¿Por quién doblan las campanas?. Jorge Navarrete.
Los ex presidentes son personajes un tanto incómodos: no hay dónde ponerlos ni dónde sentarlos. Quizás como pocos, tienen la libertad para expresar sus ideas y emitir opiniones desde un cierto pedestal que les otorga la dignidad de su estatus.
Sin embargo, esta aura republicana, que exacerba sus cualidades y los blinda de la crítica pequeña, se pierde con facilidad en la medida en que se verifican dos circunstancias que son incompatibles con la idea del patrimonio transversal: primero, participar activamente del debate político contingente; y, segundo, ser percibido como un futuro contendor o adversario (palabra tan de moda por estos días).
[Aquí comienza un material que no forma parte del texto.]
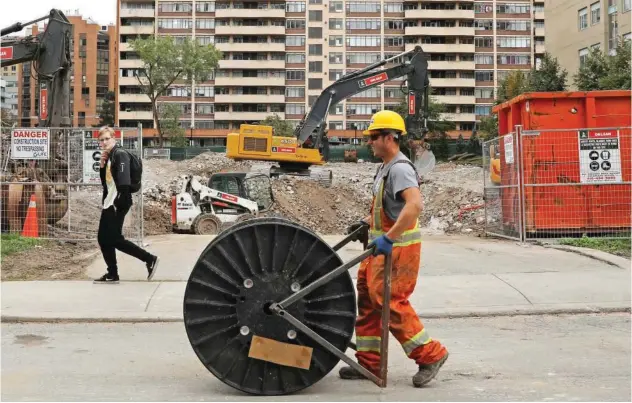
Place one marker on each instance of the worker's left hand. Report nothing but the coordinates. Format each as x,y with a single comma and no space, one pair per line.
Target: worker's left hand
383,246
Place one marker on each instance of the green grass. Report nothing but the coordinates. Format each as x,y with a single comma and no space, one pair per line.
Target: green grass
620,247
10,243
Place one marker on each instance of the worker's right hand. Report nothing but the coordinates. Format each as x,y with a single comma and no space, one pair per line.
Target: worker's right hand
363,235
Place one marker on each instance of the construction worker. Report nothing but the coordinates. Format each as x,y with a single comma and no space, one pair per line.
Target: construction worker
393,228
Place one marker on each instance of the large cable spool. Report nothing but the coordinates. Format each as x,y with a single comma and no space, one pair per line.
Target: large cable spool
238,275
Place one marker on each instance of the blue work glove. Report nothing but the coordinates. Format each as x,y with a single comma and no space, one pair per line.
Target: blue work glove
383,246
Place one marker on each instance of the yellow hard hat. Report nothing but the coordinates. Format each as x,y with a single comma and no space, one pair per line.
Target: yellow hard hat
386,120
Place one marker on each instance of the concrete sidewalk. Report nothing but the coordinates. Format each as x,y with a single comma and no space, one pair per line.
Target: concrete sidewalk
435,296
459,276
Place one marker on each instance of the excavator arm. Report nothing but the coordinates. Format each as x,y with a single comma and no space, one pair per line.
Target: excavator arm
311,131
49,53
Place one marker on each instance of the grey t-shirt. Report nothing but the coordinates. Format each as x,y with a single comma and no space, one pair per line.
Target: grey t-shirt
401,177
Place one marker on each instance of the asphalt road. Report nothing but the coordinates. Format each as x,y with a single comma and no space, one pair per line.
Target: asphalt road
527,358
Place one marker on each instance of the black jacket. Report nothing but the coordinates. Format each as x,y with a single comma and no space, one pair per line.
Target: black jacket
120,166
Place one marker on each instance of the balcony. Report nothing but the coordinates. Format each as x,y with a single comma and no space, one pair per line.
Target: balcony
443,47
240,12
455,99
452,82
128,81
136,115
249,99
252,64
250,81
256,30
133,98
440,14
136,30
459,117
130,63
439,31
450,65
137,12
250,47
241,116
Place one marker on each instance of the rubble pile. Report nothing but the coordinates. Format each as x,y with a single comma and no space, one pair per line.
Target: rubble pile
324,210
452,194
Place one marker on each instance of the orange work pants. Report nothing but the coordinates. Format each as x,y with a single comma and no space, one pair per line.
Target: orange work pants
405,325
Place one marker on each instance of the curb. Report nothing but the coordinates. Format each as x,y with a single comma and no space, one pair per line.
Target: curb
580,310
605,257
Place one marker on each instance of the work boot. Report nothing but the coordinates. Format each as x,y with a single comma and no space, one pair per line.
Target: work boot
350,373
427,372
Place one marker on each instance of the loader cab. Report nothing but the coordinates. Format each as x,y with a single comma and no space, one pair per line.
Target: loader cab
251,186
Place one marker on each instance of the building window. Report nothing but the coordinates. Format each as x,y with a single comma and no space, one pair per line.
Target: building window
583,18
595,13
335,23
295,40
483,59
583,55
315,50
315,15
295,6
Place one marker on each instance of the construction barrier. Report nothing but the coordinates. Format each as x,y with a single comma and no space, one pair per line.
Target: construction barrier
50,183
559,183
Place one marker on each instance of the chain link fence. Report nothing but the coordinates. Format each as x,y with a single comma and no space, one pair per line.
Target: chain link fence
55,172
559,183
502,191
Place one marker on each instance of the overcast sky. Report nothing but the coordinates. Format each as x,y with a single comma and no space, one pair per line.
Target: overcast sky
101,11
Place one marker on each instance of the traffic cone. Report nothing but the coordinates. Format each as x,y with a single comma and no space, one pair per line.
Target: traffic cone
31,229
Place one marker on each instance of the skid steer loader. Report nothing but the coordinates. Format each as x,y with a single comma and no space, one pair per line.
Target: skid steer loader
228,198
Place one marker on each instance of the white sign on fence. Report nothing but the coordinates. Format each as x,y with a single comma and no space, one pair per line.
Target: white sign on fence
30,144
599,156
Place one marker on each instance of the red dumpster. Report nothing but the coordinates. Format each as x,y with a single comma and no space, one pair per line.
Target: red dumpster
575,163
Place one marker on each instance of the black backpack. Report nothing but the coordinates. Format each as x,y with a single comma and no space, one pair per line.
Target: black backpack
135,170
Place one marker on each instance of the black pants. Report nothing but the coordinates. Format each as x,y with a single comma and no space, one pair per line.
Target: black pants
111,238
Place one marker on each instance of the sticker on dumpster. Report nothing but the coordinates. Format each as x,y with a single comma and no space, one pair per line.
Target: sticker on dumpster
599,156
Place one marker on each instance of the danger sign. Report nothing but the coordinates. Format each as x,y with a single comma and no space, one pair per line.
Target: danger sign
30,144
599,156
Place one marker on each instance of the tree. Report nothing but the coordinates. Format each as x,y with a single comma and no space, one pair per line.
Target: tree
549,77
281,127
165,61
106,112
169,119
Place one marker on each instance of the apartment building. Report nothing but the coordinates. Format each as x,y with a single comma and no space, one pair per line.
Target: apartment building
93,52
578,25
278,56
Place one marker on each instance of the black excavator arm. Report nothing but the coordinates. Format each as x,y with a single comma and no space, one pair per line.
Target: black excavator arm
49,53
311,131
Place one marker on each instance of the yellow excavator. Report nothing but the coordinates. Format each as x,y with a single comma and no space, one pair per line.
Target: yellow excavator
309,146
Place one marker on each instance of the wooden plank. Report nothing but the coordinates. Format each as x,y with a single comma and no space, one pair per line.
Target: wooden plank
280,353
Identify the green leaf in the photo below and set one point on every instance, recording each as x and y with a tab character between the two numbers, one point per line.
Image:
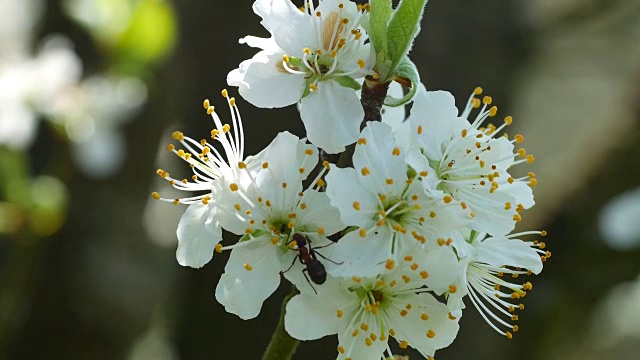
381	11
151	32
348	82
406	69
403	29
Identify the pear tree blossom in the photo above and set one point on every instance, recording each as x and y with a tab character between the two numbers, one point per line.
199	230
468	161
366	311
268	211
391	211
484	265
409	218
315	55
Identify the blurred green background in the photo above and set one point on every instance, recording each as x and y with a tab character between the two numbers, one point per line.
90	91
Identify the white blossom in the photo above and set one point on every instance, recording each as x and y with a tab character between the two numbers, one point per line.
268	211
199	229
465	160
366	311
314	55
391	211
485	262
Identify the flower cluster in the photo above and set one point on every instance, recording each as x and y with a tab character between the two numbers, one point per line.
427	208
Y es por eso que no debería sorprendernos, por menos edificante que a ratos nos parezca, que el actual gobierno haya sido sorprendido ya en dos ocasiones -filtraciones propias mediante- materializando operaciones políticas destinadas a desacreditar los logros y la credibilidad de sus oponentes.
Pero el doble discurso no es un patrimonio exclusivo de quienes gobiernan, sino también se ha instalado en los debates por el liderazgo al interior de la propia oposición. Es decir, la vigencia política de Michelle Bachelet también incordia y atemoriza a quienes se sienten sus legítimos sucesores. En los hechos, se produce un dilema un tanto perverso: ¿Cómo defender lo obrado por el otrora oficialismo, sin que eso contribuya a potenciar la posibilidad de que la ex presidenta se repita el plato?
En efecto, esta preocupación se evidenció con las declaraciones públicas de varios dirigentes concertacionistas, quienes alertaron sobre la inconveniencia de iniciar una prematura carrera presidencial. Si entiendo bien, lo que ellos plantearon -al menos tuvieron el coraje de decirlo públicamente- es que los intentos por posicionar hoy a Bachelet en la contienda por volver a La Moneda conspiraban contra un necesario proceso de renovación en los liderazgos y las ideas.
Se trata de un punto válido e interesante. Así al menos lo han entendido Frei y Lagos -más por resignación que por convicción, sostienen algunos- en la medida en que la última elección marcó un cambio de ciclo en la dinámica política general, y en la Concertación en particular. Desde esta perspectiva, y más allá de todos los honores y reconocimientos, los ex presidentes son figuras ancladas en la época que termina y no en la que comienza.
Sin embargo, y refiriéndome específicamente a Michelle Bachelet, esta mirada oscurece otra importante dimensión de su capital político: a saber, la capacidad para promover y liderar un profundo debate interno que convoque a un conjunto de individuos y grupos, cuyo aprecio y reconocimiento mutuos están bastante alicaídos. Más todavía, varios de los dirigentes políticos que tradicionalmente identificamos como las promesas de la renovación no siempre han estado a la altura de los desafíos, tanto en lo que se refiere a su desempeño individual como a la reflexión de un nuevo proyecto colectivo.
Contrario a lo que muchos perciben, tengo la sospecha de que la ex presidenta pudiera estar más interesada en contribuir a la fortaleza y vida útil de su coalición, que a la idea de volver a desempeñar la Primera Magistratura. Pero si este es el caso, creo se requieren gestos más explícitos que evidencien esa voluntad.